Добравшись до круговой развязки и выехав на шоссе М-25, он вытащил из футляра мобильник, набрал номер Клио. Пошли гудки. Потом раздался ее голос, не совсем твердый, неразборчивый сквозь дикий грохот джазовой музыки где-то на фоне.
– Ух! Суперинтендент Рой Грейс! Где ты?
– Только что выехал из Хитроу. А ты?
– Оттягиваюсь с сестренкой, допиваем по третьему «Морскому бризу»… не по третьему? Извини. Поправь. Допиваем по пятому «Морскому бризу» на морском берегу. Жуткий ветер, но оркестр обалденный. Давай к нам!
– Я должен быть на месте преступления. Если только попозже?
– Вряд ли мы еще долго продержимся в сознании.
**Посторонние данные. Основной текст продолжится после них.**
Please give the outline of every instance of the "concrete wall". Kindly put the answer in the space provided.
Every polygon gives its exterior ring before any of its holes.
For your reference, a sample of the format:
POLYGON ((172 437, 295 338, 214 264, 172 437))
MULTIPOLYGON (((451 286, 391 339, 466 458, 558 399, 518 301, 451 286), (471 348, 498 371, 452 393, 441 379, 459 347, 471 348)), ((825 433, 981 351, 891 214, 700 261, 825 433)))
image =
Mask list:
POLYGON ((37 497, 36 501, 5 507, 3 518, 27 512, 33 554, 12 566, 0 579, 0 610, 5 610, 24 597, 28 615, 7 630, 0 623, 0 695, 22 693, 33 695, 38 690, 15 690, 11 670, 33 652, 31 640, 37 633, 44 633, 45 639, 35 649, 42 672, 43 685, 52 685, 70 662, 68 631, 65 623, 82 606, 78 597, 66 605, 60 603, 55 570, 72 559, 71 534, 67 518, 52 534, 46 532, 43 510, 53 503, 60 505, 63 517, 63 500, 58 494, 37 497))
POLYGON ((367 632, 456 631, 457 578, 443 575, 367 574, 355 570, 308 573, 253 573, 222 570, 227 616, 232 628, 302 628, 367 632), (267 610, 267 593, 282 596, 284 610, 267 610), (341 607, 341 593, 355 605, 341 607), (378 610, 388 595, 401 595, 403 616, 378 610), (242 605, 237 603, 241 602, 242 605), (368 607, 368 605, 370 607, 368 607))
– Значит, ты сегодня не дежуришь?
– У меня выходной!
– Можно все-таки заскочить?
– Не могу гарантировать, что не засну. Но попробуй.
Во времена его детства Черч-роуд в Хоуве была стоячим болотом по сравнению с шумной оживленной торговой брайтонской Вестерн-роуд, спала мертвым сном где-то к западу от рынка Уэйтроуз. В последние годы она существенно преобразилась, обзаведясь шикарными ресторанами, деликатесными лавками, магазинами, в которых демонстрировались товары, привлекающие людей моложе девяноста. С нее, как почти со всех других улиц города, исчезли знакомые названия аптеки и бакалеи «Калленс», универмагов «Хиллс оф Хоув» и «Пламмер Роддис». Остались лишь немногие. В том числе булочная «Форварс». Грейс свернул направо, поднялся по улочке с односторонним движением, снова повернул вправо и еще раз на Ньюман-Виллас.
Как во всех дешевых жилых кварталах этого быстро меняющегося города, улица кишела объявлениями о сдаче жилья, и дом номер 17 не составлял исключения. Особенно выделялось объявление агентства «Рэнд и K°», предлагавшее внаем двухкомнатную квартиру. Перед желто-синими лентами, ограждающими место преступления, стоял плотный констебль в форме с планшетом в руках. Вдоль улицы выстроились несколько знакомых автомобилей – квадратный кузов фургона отдела тяжких преступлений, другие полицейские машины, стоявшие в два ряда, отчего узкая улица стала еще уже, – и кучка репортеров, включая доброго малого Кевина Спинеллу.